Une minute de silence a été observée à la mémoire des victimes civiles et militaires des terroristes.
«En ces moments difficiles, notre pays n'a pas été abandonné par ses partenaires. Le Burkina Faso réitère sa disponibilité à travailler en toute souveraineté avec tous les partenaires dans le respect mutuel», a-t-il ajouté, alors que le Burkina Faso a été suspendu des instances de la Communauté économique des Etats d'Afrique de l'Ouest (Cédeao) et de l'Union africaine, sans autres sanctions pour l'instant.
Le lieutenant-colonel Damiba, 41 ans, a pris le pouvoir le 24 janvier à Ouagadougou après deux jours de mutineries dans plusieurs casernes du pays, renversant le président élu Roch Marc Christian Kaboré, accusé notamment de pas avoir réussi à contrer la violence terroriste qui frappe le Burkina depuis près de sept ans.
Il a mis en place une junte appelée Mouvement patriotique pour la sauvegarde et la restauration (MPSR) qui a pour priorité «la sécurité».
Mercredi, M. Damiba a assuré que «l'œuvre de refondation portée par le MPSR ne s'inscrit pas dans une logique révolutionnaire», martelant l'importance de «la valeur d'intégrité».

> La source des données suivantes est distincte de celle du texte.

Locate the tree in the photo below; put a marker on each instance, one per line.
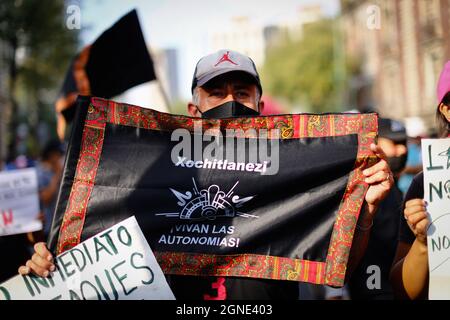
(309, 71)
(40, 48)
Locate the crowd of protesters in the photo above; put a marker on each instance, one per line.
(397, 246)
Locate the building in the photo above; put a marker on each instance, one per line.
(252, 39)
(402, 46)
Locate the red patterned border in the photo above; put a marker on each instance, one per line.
(291, 126)
(242, 265)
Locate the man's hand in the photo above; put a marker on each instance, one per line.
(416, 215)
(41, 263)
(380, 178)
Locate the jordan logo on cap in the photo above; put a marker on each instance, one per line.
(224, 58)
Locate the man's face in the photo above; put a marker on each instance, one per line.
(232, 86)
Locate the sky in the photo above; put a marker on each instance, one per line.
(186, 25)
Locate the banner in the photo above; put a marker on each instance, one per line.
(436, 175)
(274, 197)
(19, 202)
(116, 264)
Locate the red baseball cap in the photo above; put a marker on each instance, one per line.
(221, 62)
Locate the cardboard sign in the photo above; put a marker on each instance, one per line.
(116, 264)
(436, 169)
(19, 202)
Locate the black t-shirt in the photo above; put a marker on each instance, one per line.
(15, 253)
(415, 191)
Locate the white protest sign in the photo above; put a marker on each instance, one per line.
(19, 202)
(115, 264)
(436, 169)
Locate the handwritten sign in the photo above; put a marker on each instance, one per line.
(19, 202)
(436, 169)
(116, 264)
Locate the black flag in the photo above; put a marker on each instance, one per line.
(117, 61)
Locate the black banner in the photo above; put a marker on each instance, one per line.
(273, 197)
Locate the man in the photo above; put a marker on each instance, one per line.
(370, 281)
(226, 84)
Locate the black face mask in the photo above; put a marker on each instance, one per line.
(229, 109)
(397, 164)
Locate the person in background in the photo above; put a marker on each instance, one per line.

«Nous allons procéder à une dépolitisation systématique, méthodique et progressive de l'administration publique. Seules doivent prévaloir les compétences techniques et la probité», a-t-il déclaré.
Opérations de «Barkhane»
Plusieurs heures avant la prestation de serment, l'accès au Conseil constitutionnel était filtré par un important dispositif des forces de sécurité dressé dans un rayon de 100 m autour du siège de l'institution à Ouagadougou, a constaté un journaliste de l'AFP.
Le lieutenant-colonel Damiba a rapidement consulté les forces vives, partis politiques, syndicats et organisations de la société civile, plutôt indulgentes à son égard.
A la suite de ces consultations, M. Damiba a pris le 6 février un décret annonçant la création d'une commission composée de 15 membres en vue d'«élaborer un projet de charte et d'agenda, assorti d'une proposition de durée de la transition et des modalités de mise en œuvre» dans un «délai de deux semaines».
Mercredi, M. Damiba n'a donné aucune précision sur la durée de cette transition.
La Cédéao et l'Union africaine avaient demandé fin janvier à la junte un calendrier «raisonnable» pour le «retour à l'ordre constitutionnel» et la libération du président Kaboré renversé, qui se trouvait toujours mercredi en résidence surveillée dans une villa de Ouagadougou.
La prestation de serment de M. Damiba est intervenue à quelques heures de l'annonce par la France et ses partenaires européens de leur retrait du Mali voisin, en raison de l'attitude hostile à leur égard des militaires au pouvoir à Bamako, également issus d'un coup d'Etat.
Le lieutenant-colonel Damiba n'a pas pris position sur l'engagement militaire français et européen dans le Sahel, mais depuis qu'il est au pouvoir, la force française «Barkhane» a pu mener des «opérations anti- terroristes» au Burkina.
Il a remodelé les structures de la lutte anti-terroriste et s'est rendu récemment dans le nord de son pays, une région particulièrement affectée par les attaques.